Arsenal'in yarı final rövanş maçında PSG'ye bir kez daha yenilmesinin ardından Paris'teki basın toplantısında teknik direktör Mikel Arteta gözyaşlarına boğulmak üzereydi. Arteta, Arsenal oyuncularının Şampiyonlar Ligi yolculuklarının bu kadar erken ve istenmeyen bir şekilde sona ermesinden dolayı çok üzgün olduklarını söyledi.
Arsenal, PSG karşısında tamamen ezildi ve Şampiyonlar Ligi'ne veda etmek zorunda kaldı. (Fotoğraf: PSG)
İstatistikler, Arsenal'in Paris'teki ikinci maçta PSG'den daha iyi oynadığını gösteriyor. Daha fazla şut çektiler (11'e karşılık 19), daha fazla topa sahip oldular (%54 ve %46), daha fazla korner kazandılar (6 ve 2), daha yüksek beklenen gol istatistiğine sahiplerdi (1.81'e karşılık 3.14)... ancak en kritik alanda, yani gol atmada yetersiz kaldılar.
Arteta'nın Arsenal'in "Şampiyonlar Ligi'ndeki en güçlü takım" olduğu iddiası taraflı görünüyor. PSG beklendiği kadar iyi oynamamış olabilir, ancak yine de çok iyi bir performans sergiledi. PSG'nin iki maçtaki üç golü de dünya standartlarında vuruşlardı: İlk maçta Ousmane Dembele'nin durdurulamaz alçak şutu, ardından ikinci maçta Fabian Ruiz'in ölümcül vuruşu ve Achraf Hakimi'nin kavisli şutu. PSG'nin ayrıca Arsenal'in imreneceği bir "hazinesi" var: yarı finalin her iki maçında da muhteşem kurtarışlar yapan kaleci Gianluigi Donnarumma.

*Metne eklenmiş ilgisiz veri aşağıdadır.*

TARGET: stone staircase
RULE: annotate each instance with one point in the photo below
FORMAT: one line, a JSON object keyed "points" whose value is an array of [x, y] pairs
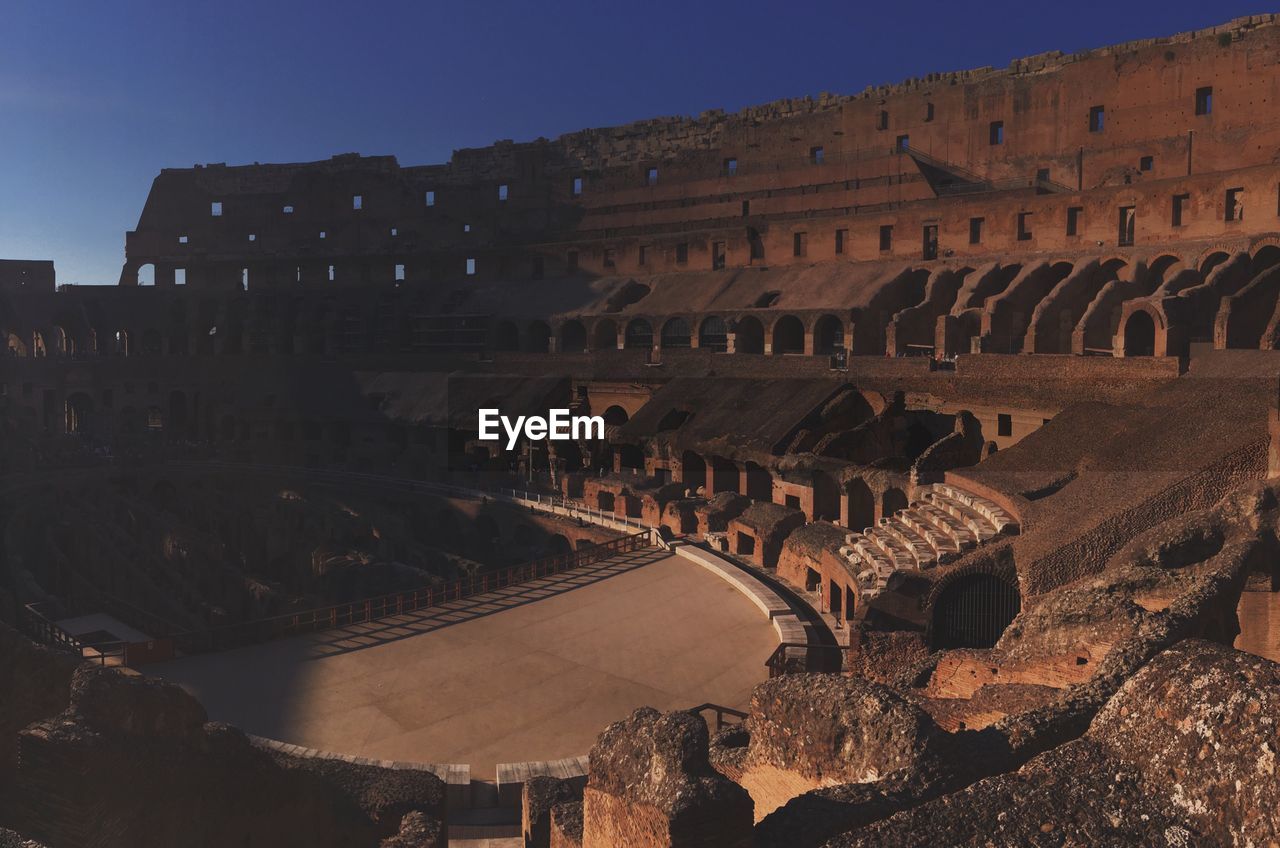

PSG daha önce grup aşamasında Arsenal'e 0-2 yenilmişti; Arsenal o turda 3. sırada, PSG ise 15. sırada yer almıştı. Grup aşamasında çok zorlanan PSG, Khvicha Kvaratskhelia'yı transfer etmek için 80 milyon euro harcadı ve Dembele'nin yeniden yükselişi ve Desire Doue ile Bradley Barcola gibi yükselen yıldızların parlak performanslarıyla güçlü bir kadro oluşturdu.
Öte yandan, Arsenal, Gabriel Jesus'u kaybetmesine ve Kai Havertz'in sakatlık nedeniyle kadroda yer almamasına rağmen hiçbir şey yapamadı. Arsenal zayıfladı ve giderek güçlenen ve daha hırslı hale gelen PSG ile eşit şartlarda rekabet etmekte zorlandı.